Some of the Biggest Home Buying Mistakes to Avoid
Purchasing your home is a huge deal, but each and every circumstance is different. There are probably well over a hundred mistakes you can easily make while going through the Home Buying Process, but none are more foolproof than these: Lying and lack of understanding.
Don't Let the Lender Catch You With Your Pants on Fire!
It should go without saying that lying on your home loan applications or on documents for the bank is one of the easiest ways to be shut down. Not only can you face legal charges, but it can irrevocably hurt your chances of qualifying. Additionally, lying to yourself, and accepting a loan that you know you can’t pay back is equally as bad.
This is the Worst Thing About of Being Dishonest
Taking on too much of a financial burden will almost always end badly. The frustrating part of this mistake is that it can be easily avoided and the only one to blame is yourself. The best way to avoid this is to have a clear understanding of what you can afford to borrow. Know your budget, find out your credit score, when applying for a mortgage ask your lender to show you an estimated amortization schedule of your #loan.
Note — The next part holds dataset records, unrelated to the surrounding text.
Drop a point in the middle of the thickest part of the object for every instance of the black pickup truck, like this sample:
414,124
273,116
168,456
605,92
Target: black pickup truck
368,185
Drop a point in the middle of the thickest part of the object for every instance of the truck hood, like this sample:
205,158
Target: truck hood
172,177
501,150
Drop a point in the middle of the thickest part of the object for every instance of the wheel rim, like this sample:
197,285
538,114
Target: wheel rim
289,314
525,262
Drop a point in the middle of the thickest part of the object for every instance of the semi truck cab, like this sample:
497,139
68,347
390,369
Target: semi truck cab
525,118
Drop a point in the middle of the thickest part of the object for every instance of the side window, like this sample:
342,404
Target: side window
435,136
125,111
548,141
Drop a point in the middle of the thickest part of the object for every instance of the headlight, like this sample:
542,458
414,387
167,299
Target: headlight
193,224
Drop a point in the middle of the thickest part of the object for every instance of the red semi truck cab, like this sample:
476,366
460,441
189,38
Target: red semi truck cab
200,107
Research the Home Buying Process and Your Situation
No one should be signing legally binding documents without first and foremost understanding what they’re agreeing to. Remember, banks are businesses (and not always ethical ones) so you have to advocate for yourself. If you don’t understand what certain terms mean or a fee schedule is found confusing, it is up to you to seek clarification, either by asking your lender
or by doing your own research.
ConclusionBuying a home
can be a very emotional process. Instead of getting caught up in everything that can go wrong, or being swept away by the whirlwind of finding your dream home, take a minute to adjust to the process. Mistakes in the home buying process can be costly, but -- as we have mentioned before -- these common mistakes can often be shuffled into to distinct categories; lying and lack of understanding. Ask yourself throughout the process: Am I being truthful (whether intentional or not) about my financial situation and my needs? Do I understand all the facets of what I am about to agree too?